Ben Tsui, author of a policy brief on Huawei’s skills transfer, and an MA student at the Johns Hopkins University School of Advanced International Studies, points out that there are several incentives for Huawei to invest in local training programs, rather than depend on
From Huawei’s perspective, local hiring reduces costs in salaries and benefits. Governments such as Ethiopia, Ghana, Kenya and Nigeria put pressure on foreign companies to hire locally, which often requires a series of training programs.
Regardless of such pressure, a lack of skilled workers would only hinder the growth of Africa’s ICT industry, and development of telecommunications infrastructure on the continent.
Then there are the PR benefits, including increased acceptance in local markets, which may well outweigh the human capital return.
Tsui’s paper points out that local investments improve Huawei’s image in the eyes of local consumers and businesses, as well as potential partners.
This may well be the crux of it. Huawei admits that its training programs, which have involved 30,000 employees, customers, suppliers and partners in Africa, normally run from just two weeks to one month.
Whether or not a two-week course is substantive enough to
justify the firm’s claims to technology transfer fame is debatable.

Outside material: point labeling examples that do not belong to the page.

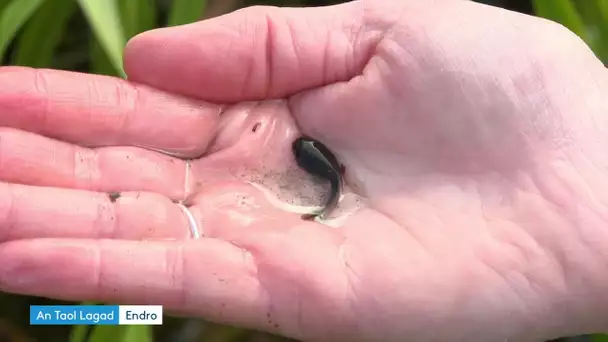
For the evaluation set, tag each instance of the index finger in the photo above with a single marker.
(94, 111)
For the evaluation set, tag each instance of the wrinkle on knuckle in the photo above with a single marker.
(40, 85)
(176, 268)
(86, 168)
(7, 228)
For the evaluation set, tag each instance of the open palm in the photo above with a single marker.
(467, 199)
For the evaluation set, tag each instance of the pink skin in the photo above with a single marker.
(478, 137)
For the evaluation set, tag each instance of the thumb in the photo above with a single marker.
(254, 53)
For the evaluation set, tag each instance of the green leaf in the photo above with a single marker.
(137, 16)
(563, 12)
(138, 333)
(42, 34)
(3, 4)
(186, 11)
(104, 19)
(78, 333)
(121, 333)
(99, 62)
(13, 17)
(599, 338)
(595, 17)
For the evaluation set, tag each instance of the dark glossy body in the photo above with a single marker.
(316, 159)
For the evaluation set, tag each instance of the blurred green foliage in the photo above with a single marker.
(89, 36)
(587, 18)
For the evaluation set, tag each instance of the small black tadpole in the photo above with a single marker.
(316, 159)
(114, 196)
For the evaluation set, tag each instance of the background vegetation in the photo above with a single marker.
(89, 35)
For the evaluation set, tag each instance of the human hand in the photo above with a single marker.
(473, 136)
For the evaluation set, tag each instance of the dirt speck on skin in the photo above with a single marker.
(113, 196)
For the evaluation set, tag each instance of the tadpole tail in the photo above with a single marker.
(334, 198)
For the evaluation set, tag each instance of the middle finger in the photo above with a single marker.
(30, 159)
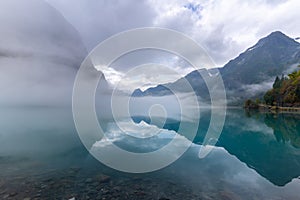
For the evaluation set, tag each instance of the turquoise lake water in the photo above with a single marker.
(257, 156)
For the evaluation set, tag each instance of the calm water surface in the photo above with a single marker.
(41, 157)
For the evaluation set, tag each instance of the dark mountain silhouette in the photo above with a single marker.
(270, 57)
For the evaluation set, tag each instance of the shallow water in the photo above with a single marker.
(41, 157)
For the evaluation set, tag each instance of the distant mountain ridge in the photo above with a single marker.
(245, 76)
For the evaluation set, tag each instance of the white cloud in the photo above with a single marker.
(223, 28)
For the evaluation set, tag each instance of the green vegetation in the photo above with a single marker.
(285, 93)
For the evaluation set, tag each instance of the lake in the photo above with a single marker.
(257, 156)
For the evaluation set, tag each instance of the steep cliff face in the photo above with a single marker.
(249, 75)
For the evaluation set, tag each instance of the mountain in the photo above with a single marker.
(248, 75)
(40, 53)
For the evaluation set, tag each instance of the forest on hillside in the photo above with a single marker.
(285, 92)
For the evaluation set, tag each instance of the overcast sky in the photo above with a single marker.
(224, 27)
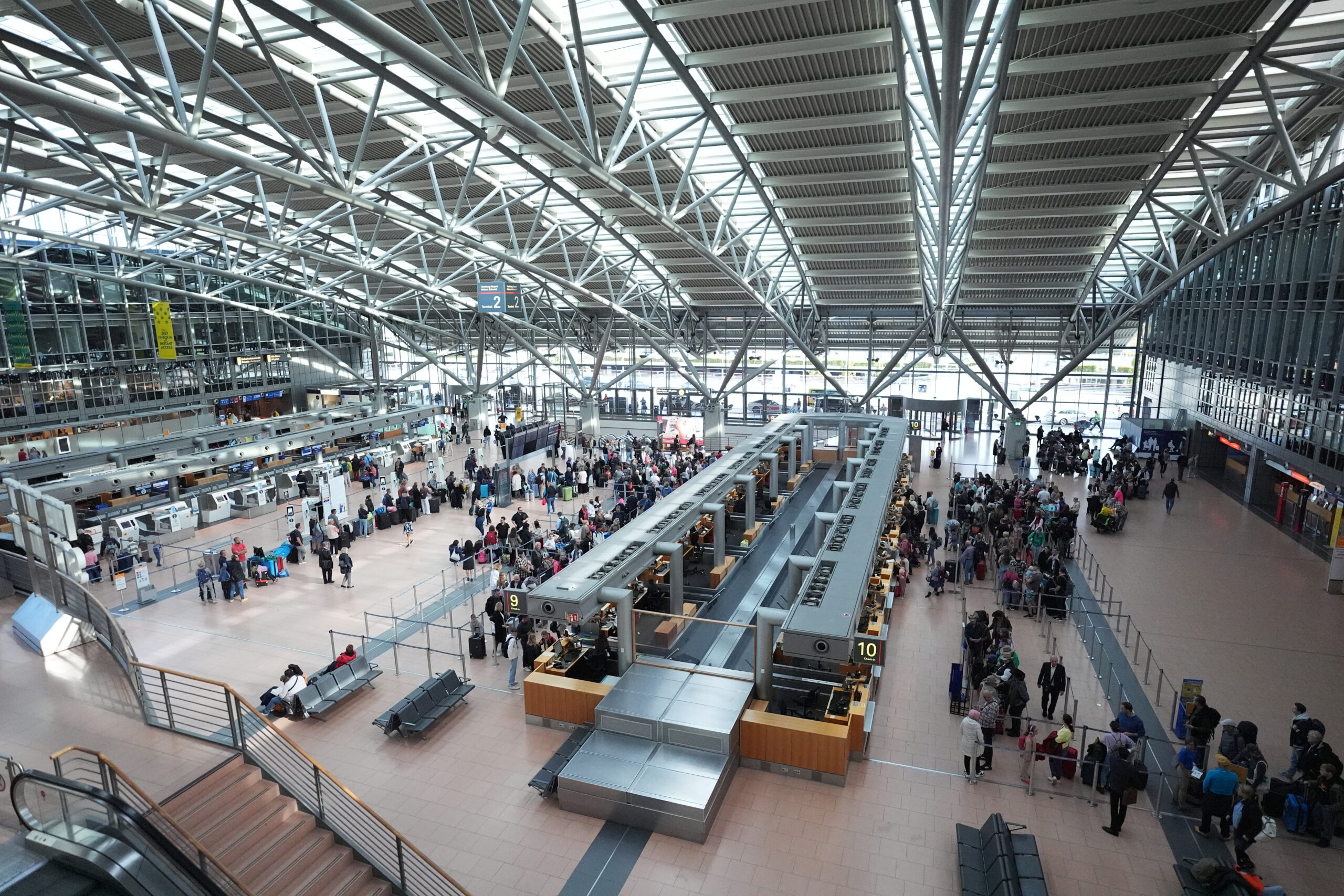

But does it matter?
Olander observed a “deep emotional connection to the brand” in the Democratic Republic of Congo’s Kinshasa, because it was Huawei that was building the city’s cellular towers and network operation hubs.
The same is true in Zambia’s capital Lusaka, where Huawei is acknowledged to have been responsible for the infrastructure that led to the city’s 3G networks, which the majority of Zambians would say have improved their lives.
On a continent where Apple (with its emphasis on relatively high-end products) may never gain significant market share, Huawei is establishing itself as a company with an interest in serving the African market.
The true value of the training programs and scholarships that
have recently become the basis of Huawei’s public relations strategy is, to a large extent, irrelevant.
These initiatives serve to reinforce China’s identity as a source of investment and opportunity, and being an unwilling or ungrateful recipient is unlikely to happen in Africa.